LAWS(PVC)-1935-4-60

RAMJI LAL Vs. EMPEROR

Decided On April 08, 1935
RAMJI LAL Appellant
V/S
EMPEROR Respondents

JUDGEMENT

(1.) The six applicants have been fined Rs. 26 each under Section 147, Indian Penal Code and Rs. 26 each under Section. 323, Indian Penal Code, for rioting and voluntarily causing simple hurt to certain other persons. They have also been bound over to keep the peace under Section 106, Criminal P.C.

(2.) It appears that a case under Section 498, Indian Penal Code, was proceeding between the husband of one Mst. Chandro and some person or persons who were connected with the applicants. A bailable warrant was issued for the arrest of this Mst. Chandro and was delivered to a head constable and three constables. These officers proceeded to the village where the woman was alleged to be living, i.e., the village of Barhauna. The complainant in the 498 case and friends or relations of his from the village of Barla joined the police party. All these persons reached Barla early in the morning and proceeded to arrest Mt. Chandro with the result that they were attacked and some of them were injured.
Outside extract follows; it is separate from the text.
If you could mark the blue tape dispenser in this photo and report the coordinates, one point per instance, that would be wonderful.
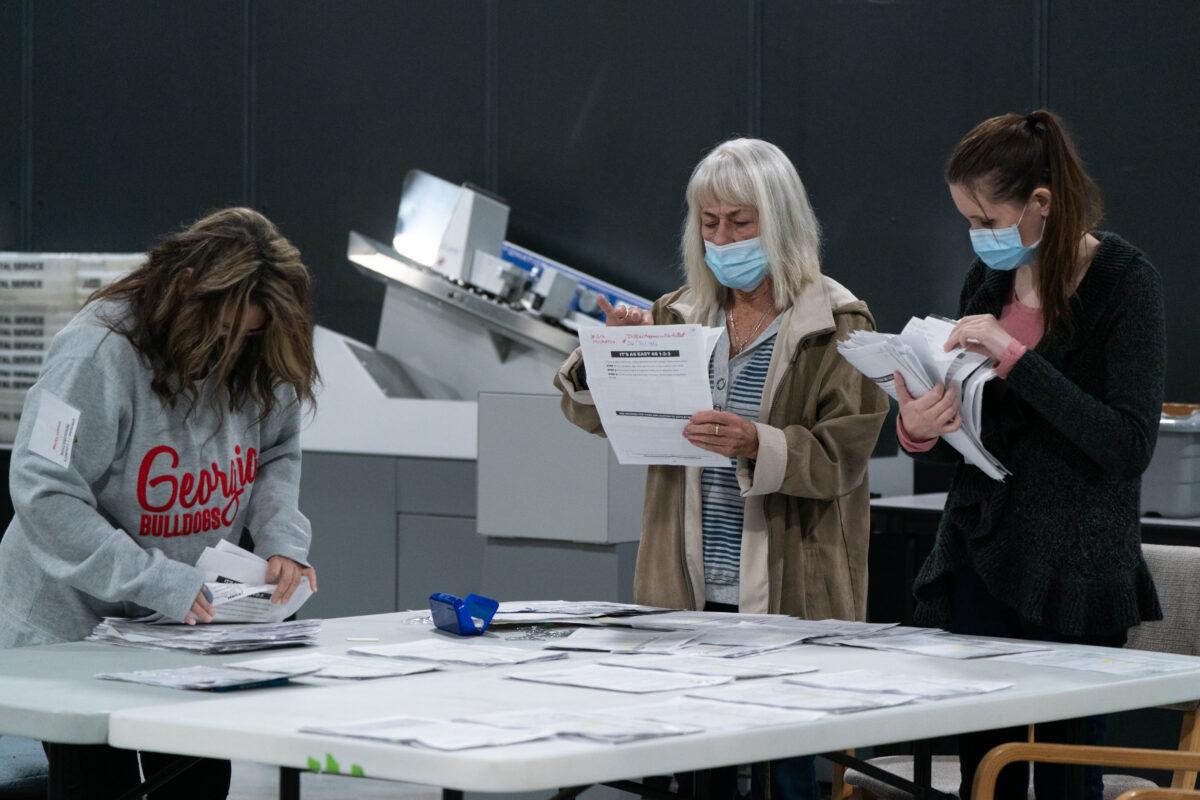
(469, 617)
(3.) The defence was that the police party had entered the house, where Mt. Chandro was, in the early hours of the morning before day break and that they had been beaten because they were mistaken for dacoits. The Courts below very rightly disbelieved this story. They have found how ever that the fact that the warrant was a bailable warrant was never conveyed to Mst. Chandro or to her friends. The learned Magistrate has given quite good reasons for thinking that this was so and the learned Sessions Judge has agreed with him. The result of this finding was that the Courts below came to the conclusion that the arrest of the woman was strictly not a legal arrest; but they found further that the applicants had exceeded such right of private defence as they may have had. The learned Sessions Judge was also inclined to apply the provisions of Section 99, Indian Penal Code, and to hold that no right of private defence existed. It is clear from the reasons given by the Magistrate for thinking that the fact that the warrant was bailable was not communicated and that the failure to give the information was deliberate. The Magistrate was influenced in part by the fact that the complainant in the case under Section 498, Indian Penal Code, and his friends were particularly desirous of obtaining possession of the woman.